Tongzhou district will improve cycling lanes
Beijing's Tongzhou district, where the capital's sub-city center is located, plans to upgrade 40 roads to build a better non-motorized traffic system in the next three years, according to the local authority.
The district government said recently that pedestrians and cyclists will both have exclusive lanes, which will be safer and more convenient.
More importantly, the district will build a 2.7-kilometer bike-only lane to connect the city's administration office buildings to residential areas for staff.
According to the plan, the new lane will be linked with existing bike lanes.
Ju Mei, who works in a municipal department in Tongzhou, said she likes cycling, which is both healthy and convenient.

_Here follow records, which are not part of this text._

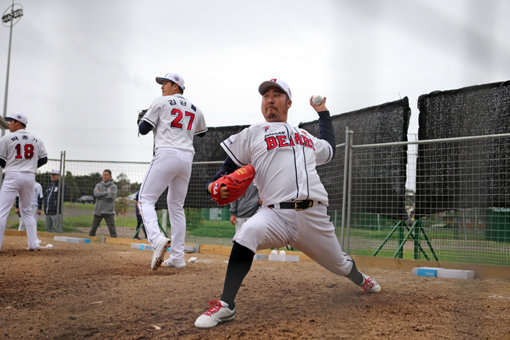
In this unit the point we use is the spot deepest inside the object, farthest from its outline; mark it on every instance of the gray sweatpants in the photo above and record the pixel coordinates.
(110, 222)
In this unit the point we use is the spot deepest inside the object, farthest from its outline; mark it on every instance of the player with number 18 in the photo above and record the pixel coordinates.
(21, 153)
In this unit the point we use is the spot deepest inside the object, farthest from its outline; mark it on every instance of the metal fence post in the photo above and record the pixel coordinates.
(346, 186)
(60, 198)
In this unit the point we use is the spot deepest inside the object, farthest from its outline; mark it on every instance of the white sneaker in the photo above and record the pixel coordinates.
(216, 314)
(370, 284)
(159, 252)
(174, 264)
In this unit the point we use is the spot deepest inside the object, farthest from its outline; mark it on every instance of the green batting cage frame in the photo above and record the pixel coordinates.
(416, 232)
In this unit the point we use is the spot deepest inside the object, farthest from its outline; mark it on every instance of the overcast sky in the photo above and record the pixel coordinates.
(81, 70)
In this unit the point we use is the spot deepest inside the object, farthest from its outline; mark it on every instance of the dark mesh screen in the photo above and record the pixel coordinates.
(452, 175)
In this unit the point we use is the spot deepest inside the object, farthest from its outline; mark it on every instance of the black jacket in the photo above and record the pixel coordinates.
(51, 199)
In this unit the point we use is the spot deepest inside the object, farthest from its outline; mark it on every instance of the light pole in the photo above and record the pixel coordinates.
(11, 16)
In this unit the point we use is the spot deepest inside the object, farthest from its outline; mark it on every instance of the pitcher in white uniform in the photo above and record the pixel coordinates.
(294, 209)
(175, 121)
(21, 153)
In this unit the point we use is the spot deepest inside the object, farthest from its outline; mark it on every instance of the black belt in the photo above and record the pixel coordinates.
(296, 205)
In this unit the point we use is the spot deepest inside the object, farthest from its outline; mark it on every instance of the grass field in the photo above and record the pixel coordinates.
(448, 243)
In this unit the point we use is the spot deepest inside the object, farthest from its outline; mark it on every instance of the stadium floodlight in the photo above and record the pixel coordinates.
(10, 17)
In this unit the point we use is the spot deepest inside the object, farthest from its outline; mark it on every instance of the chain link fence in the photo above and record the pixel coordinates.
(446, 200)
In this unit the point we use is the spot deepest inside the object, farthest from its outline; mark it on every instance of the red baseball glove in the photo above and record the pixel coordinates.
(237, 183)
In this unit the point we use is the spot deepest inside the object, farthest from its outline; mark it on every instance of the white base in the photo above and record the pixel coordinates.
(444, 273)
(143, 246)
(71, 239)
(284, 258)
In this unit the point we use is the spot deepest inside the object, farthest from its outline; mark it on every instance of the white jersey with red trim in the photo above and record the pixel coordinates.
(270, 148)
(176, 121)
(21, 150)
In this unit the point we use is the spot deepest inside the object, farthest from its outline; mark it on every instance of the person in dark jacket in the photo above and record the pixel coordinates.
(139, 220)
(52, 206)
(105, 193)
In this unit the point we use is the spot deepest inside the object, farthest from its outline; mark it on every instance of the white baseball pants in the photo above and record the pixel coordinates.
(308, 230)
(170, 168)
(21, 225)
(22, 184)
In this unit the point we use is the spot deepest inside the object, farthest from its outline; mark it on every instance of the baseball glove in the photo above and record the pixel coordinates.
(140, 116)
(237, 183)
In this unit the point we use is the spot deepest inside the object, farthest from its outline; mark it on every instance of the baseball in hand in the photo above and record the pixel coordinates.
(317, 100)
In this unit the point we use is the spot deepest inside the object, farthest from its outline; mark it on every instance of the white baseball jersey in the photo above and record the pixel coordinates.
(37, 194)
(21, 150)
(270, 148)
(176, 121)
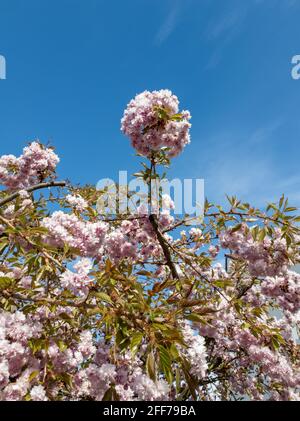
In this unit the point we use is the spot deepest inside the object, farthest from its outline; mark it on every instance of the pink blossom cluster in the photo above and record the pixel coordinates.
(34, 165)
(86, 236)
(78, 282)
(77, 201)
(148, 132)
(285, 289)
(133, 239)
(264, 258)
(16, 359)
(195, 352)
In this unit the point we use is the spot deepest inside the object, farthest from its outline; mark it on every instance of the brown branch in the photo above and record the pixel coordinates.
(32, 189)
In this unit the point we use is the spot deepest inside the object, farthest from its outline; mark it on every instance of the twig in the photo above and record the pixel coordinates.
(164, 245)
(31, 189)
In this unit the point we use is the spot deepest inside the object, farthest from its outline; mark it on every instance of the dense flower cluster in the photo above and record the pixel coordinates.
(35, 164)
(265, 258)
(150, 131)
(134, 239)
(132, 307)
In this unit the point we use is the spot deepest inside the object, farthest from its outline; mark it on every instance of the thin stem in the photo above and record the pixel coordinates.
(39, 186)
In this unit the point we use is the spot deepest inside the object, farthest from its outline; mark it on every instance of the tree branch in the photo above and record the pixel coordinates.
(164, 245)
(31, 189)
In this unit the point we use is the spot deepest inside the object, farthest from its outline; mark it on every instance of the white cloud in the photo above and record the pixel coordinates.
(237, 164)
(169, 24)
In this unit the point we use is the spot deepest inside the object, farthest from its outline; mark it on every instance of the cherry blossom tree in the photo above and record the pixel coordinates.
(139, 306)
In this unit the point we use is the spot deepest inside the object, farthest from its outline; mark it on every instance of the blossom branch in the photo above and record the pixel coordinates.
(31, 189)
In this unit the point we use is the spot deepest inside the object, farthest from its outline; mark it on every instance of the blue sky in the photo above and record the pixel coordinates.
(73, 65)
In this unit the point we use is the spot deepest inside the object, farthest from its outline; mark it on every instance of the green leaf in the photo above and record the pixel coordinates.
(33, 375)
(5, 282)
(165, 362)
(151, 366)
(103, 296)
(135, 342)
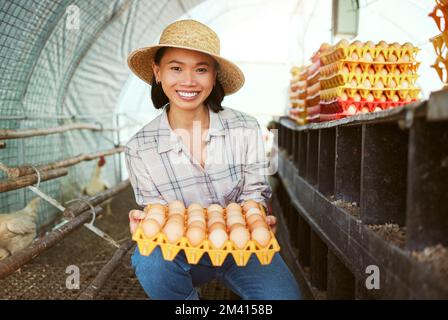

Last summer, major city government departments moved to work in Tongzhou's sub-city center to ease traffic congestion in central Beijing.
"Currently, I still commute by subway from my home in downtown Beijing to the Tongzhou office, which takes one and a half hours for a single trip every day," Ju said. "I would be happy if I could get a place to live in Tongzhou and use the bike lane to commute."
Beijing's first dedicated bike lane opened on May 31. The 6.5-km bike lane largely helps ease traffic congestion between Huilongguan, a densely populated community in the capital's northern Changping district, and Shangdi, where a large number of high-tech companies are located.
An average of 11,600 people commute to work daily in the area.
The road has a maximum speed of no more than 15 kilometers per hour, and entry is forbidden to pedestrians, electric bicycles and other vehicles, said Hou Xiaoming, chief engineer of the Beijing Municipal Commission of Transport.
There are three lanes, including a reversible lane, on the 6-meter-wide road.
"The road has great significance for the capital's green travel," he said.
Conveyor belts for bikes and other power assisting devices are installed at the six entrances and exits of the inclined road, which can help commuters save energy when going up and ensuring safety when going down.
As an increasing number of citizens choose cycling for their transportation, road conditions for city cyclists have been improved by the authorities to meet the needs.
"Sometimes I feel a little dangerous when I ride a bike because there is no clear line between the car lanes and bike lanes," said Wang Lei, a 30-year-old clerk living in Tongzhou.
She said she has noticed there are already some roads painted with colorful bike signs.
"I'm sure more bike lanes will attract more people to ride bikes instead of driving cars."